ImageInlineBlockTemplate

Bases: BaseModel

Inline base64 image content block template. Renders to an llm-provider inline image block; base64_data and media_type are variable-substituted.

ImageURLBlockTemplate

Bases: BaseModel

URL image content block template. Renders to an llm-provider URL image block; url is variable-substituted.

PlaceholderSegment

Bases: BaseModel

A placeholder slot in a chat prompt. At render time the caller supplies a list[Message] to inject in place of this segment; an empty list injects zero messages (valid; the first-turn case), while an absent mapping entry raises prompt_render_error.

The placeholder name MUST match [A-Za-z_][A-Za-z0-9_]* — ASCII identifier shape — to avoid collision with backend placeholder syntax.

PromptResult

Bases: BaseModel

The rendered output of applying variables to a prompt.

Carries the rendered Message sequence (ready to pass to Provider.complete()) plus the source prompt's identity metadata and a rendered_hash that captures the rendered content.

The rendered_hash is the cache-key value most useful to downstream consumers: two renders with the same template AND the same variables produce the same hash.

Attributes:

Name Type Description
name str

Propagated from the source Prompt.

version str

Propagated from the source Prompt.

label str

Propagated from the source Prompt.

template_hash str

Propagated from the source Prompt.

rendered_hash str

SHA-256 of the canonical serialization of the rendered messages list.

messages list[Message]

Ordered non-empty sequence of Message records.

variables dict[str, Any]

Variable mapping used to render. v1 policy: pass-through unchanged (no automatic redaction). Keys are always preserved; future redaction policies would redact values, never strip keys.

fetched_at datetime

Propagated from the source Prompt.

rendered_at datetime

Time this PromptResult was rendered. Distinct from fetched_at: a single fetched prompt may render many times.

SamplingConfig

Bases: RuntimeConfig

Per-prompt sampling configuration. Shape-compatible with RuntimeConfig.

TextBlockTemplate

Bases: BaseModel

Text content block template. Renders to an llm-provider text block carrying the variable-substituted text.

TextPrompt

Bases: _PromptBase

An unrendered single-string template plus identity metadata.

Renders to a single :class:UserMessage carrying the substituted template text. Text-prompts render to exactly one Message with role: "user"; multi-message and multimodal prompts go through :class:ChatPrompt.

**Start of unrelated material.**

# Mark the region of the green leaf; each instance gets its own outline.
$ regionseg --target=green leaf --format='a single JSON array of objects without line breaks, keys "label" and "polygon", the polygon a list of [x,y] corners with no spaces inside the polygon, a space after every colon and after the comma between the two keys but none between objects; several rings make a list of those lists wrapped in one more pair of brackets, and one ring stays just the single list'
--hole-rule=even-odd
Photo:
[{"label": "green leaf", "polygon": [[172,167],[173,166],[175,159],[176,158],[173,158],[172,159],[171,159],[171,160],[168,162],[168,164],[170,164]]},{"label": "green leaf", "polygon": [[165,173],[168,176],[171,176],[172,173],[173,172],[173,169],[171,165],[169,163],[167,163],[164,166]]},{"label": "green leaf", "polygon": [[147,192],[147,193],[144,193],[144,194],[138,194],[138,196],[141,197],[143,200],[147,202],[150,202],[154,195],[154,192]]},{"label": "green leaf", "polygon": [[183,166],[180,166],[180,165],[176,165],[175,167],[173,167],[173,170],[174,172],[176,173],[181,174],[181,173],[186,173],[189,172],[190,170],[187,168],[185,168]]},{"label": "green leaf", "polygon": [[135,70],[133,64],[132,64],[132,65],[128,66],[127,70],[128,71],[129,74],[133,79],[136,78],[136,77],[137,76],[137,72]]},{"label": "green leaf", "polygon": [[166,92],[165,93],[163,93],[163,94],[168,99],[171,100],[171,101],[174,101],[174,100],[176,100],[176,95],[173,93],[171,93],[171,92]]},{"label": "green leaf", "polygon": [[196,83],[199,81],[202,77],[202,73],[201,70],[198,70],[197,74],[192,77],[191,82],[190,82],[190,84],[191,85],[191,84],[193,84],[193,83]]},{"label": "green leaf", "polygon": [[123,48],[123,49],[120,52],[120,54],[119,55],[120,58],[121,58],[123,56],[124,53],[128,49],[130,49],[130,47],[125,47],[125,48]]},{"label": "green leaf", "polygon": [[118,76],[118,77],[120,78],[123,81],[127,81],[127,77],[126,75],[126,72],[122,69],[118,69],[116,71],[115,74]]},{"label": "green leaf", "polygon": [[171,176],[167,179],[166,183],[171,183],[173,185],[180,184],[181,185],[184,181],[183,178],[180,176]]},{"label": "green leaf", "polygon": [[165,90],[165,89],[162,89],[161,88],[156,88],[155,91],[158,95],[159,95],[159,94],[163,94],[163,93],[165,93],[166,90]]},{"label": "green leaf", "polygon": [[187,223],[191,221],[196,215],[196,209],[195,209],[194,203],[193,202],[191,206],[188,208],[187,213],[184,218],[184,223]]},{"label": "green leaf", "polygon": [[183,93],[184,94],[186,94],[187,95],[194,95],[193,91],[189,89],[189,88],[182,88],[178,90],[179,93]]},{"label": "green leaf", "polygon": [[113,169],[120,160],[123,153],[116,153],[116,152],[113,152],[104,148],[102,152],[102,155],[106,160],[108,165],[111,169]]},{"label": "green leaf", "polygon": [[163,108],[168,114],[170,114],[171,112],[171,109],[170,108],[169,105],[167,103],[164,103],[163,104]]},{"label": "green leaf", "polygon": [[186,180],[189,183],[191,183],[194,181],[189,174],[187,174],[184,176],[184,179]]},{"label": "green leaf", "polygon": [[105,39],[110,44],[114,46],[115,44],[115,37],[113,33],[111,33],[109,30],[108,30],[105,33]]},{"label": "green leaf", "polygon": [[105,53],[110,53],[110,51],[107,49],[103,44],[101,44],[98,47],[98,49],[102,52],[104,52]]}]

placeholders passed to PromptManager.render are ignored for Text-prompt rendering.

current_prompt_group

current_prompt_group() -> PromptGroup | None

Return the innermost active PromptGroup, or None.

current_prompt_result

current_prompt_result() -> PromptResult | None

Return the innermost active PromptResult, or None.

with_active_prompt

with_active_prompt(result: PromptResult) -> Iterator[None]

Mark result as the active prompt for downstream LLM calls.

When the observability extra is installed and an LLM call fires inside this context, the OTel observer surfaces openarmature.prompt.name / version / label / template_hash / rendered_hash on the LLM-call span.

Nesting is innermost-wins.

with_active_prompt_group

with_active_prompt_group(
    group: PromptGroup,
) -> Iterator[None]

Mark group as the active prompt group for downstream LLM calls.

When an LLM call fires inside this context, the OTel observer surfaces openarmature.prompt.group_name on the LLM-call span, alongside any per-prompt attributes from a concurrently active with_active_prompt.

Nesting is innermost-wins.

compute_rendered_hash

compute_rendered_hash(messages: list[Message]) -> str

SHA-256 over a canonical JSON serialization of messages.

Preserves message boundaries, roles, content (including content-block structure), and tool_calls. json.dumps(sort_keys=True, separators=(",", ":")) over the per-message model_dump(mode="json") is deterministic across runs; datetimes serialize as ISO-8601 strings.

compute_template_hash

compute_template_hash(template_source: str) -> str

SHA-256 over the UTF-8 bytes of the raw template source.